Cape Town - Cape Town's residents owe the City more than R9.887billion in unpaid rates and services bills, which is severely affecting the municipality’s ability to deliver services.
The City’s finance directorate sent a report to the finance portfolio committee that it was owed R7.846bn by households and a further R1.513bn by businesses, with other outstanding debt totalling nearly R500million.
“The water crisis had a huge impact on the collection ratio and the City’s debt, which increased significantly since the punitive tariffs were implemented,” the report read.
The department reported that it could not yet write off the R1.466bn owed the City by indigent households (with household incomes of below R4000 per month) because the department of water and sanitation had not yet repaired water leaks, nor installed water management devices or prepaid electricity meters.

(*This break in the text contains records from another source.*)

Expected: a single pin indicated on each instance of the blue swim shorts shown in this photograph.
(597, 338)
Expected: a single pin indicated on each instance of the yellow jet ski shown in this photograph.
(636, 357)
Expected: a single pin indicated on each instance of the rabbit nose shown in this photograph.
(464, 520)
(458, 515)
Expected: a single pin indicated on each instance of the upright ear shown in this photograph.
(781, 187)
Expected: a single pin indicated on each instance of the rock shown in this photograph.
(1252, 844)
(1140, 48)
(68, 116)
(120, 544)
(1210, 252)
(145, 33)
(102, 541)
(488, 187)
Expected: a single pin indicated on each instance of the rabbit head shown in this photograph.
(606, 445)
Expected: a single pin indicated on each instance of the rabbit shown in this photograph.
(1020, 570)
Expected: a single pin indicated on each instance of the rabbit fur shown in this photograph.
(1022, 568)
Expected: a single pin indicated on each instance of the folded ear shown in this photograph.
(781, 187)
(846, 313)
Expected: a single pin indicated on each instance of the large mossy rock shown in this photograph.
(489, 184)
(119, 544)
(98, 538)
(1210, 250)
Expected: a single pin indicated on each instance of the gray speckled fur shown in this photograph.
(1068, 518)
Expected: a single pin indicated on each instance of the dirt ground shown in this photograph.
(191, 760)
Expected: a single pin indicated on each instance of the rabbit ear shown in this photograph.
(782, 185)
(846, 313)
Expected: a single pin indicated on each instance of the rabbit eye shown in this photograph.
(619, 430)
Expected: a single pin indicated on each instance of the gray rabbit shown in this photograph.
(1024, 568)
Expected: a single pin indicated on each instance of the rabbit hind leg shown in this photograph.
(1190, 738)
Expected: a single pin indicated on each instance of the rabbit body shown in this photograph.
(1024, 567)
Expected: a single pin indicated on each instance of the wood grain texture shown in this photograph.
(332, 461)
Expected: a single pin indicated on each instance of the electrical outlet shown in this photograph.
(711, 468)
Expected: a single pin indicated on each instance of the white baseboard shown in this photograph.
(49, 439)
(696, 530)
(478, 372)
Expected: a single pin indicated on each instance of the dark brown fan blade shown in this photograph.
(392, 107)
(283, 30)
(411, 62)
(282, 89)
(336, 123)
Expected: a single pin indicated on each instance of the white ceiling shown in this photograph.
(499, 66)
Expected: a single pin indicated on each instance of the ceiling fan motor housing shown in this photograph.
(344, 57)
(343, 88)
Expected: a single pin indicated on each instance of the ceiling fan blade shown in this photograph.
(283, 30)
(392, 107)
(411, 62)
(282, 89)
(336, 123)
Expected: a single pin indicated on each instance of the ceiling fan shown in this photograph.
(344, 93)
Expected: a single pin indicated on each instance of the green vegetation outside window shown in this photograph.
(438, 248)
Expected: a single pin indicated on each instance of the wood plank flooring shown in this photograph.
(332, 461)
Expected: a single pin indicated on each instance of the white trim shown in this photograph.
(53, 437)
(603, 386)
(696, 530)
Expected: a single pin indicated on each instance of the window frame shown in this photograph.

There was an amount of R7.145bn in arrears owed to the City as at the end of January this year, which was more than R295m higher than in December 2018, due to an increase in debt owed over 120 days or more.
There was also an amount of R330m in irrecoverable debt owed by indigent properties, which had also not yet been written off for the July 2018-January 2019 review period.
The City said that a total of 11 313 properties had been identified as having refused to install water management devices.
Despite the debt, the City still managed to recover a large percentage of its rates, with a 92.57% payment rate. That rate would increase to 95.88% should indigent household water and sewerage usage above the prescribed targets be excluded from the 12-month average calculation, the report revealed.
Mayoral committee member for finance Ian Neilson said the amount of money owed had a dire impact on the services it could deliver.
“Due to this debt, the City has to make a provision for bad debt in its budget, which means that fewer services are delivered.
“If those who have the means to pay, refuse to pay for services that they use, it has a large impact on the sustainability of the City and it impacts our absolute desire to make this great city even greater for all who live in it.”
Neilson said Mayco planned on enforcing payment of outstanding debts through effective debt management actions.
“Debt management actions are being intensified especially against those, who can pay, but choose not to pay and the frequent defaulters. Final demands letters will be sent out on a monthly basis to those debtors whose accounts fall into arrears. During the month of January, 14 203 letters of demand were sent out and 607 debtors were listed for adverse credit listing.”
Sandra Dickson of civic activist group Stop Coct said this was a clear indication that residents could no longer keep up with the City’s steep tariffs.
“When a new blue meter was installed, unsuspecting home owners were slapped with a R4 500 bill for the meter. This once-off charge dropped many into debt. In addition, people are forced to pay up before the City would investigate any abnormal high water account.
“This is disputed by the City, but many members on Stop Coct reported that they had to pay before their high accounts were investigated.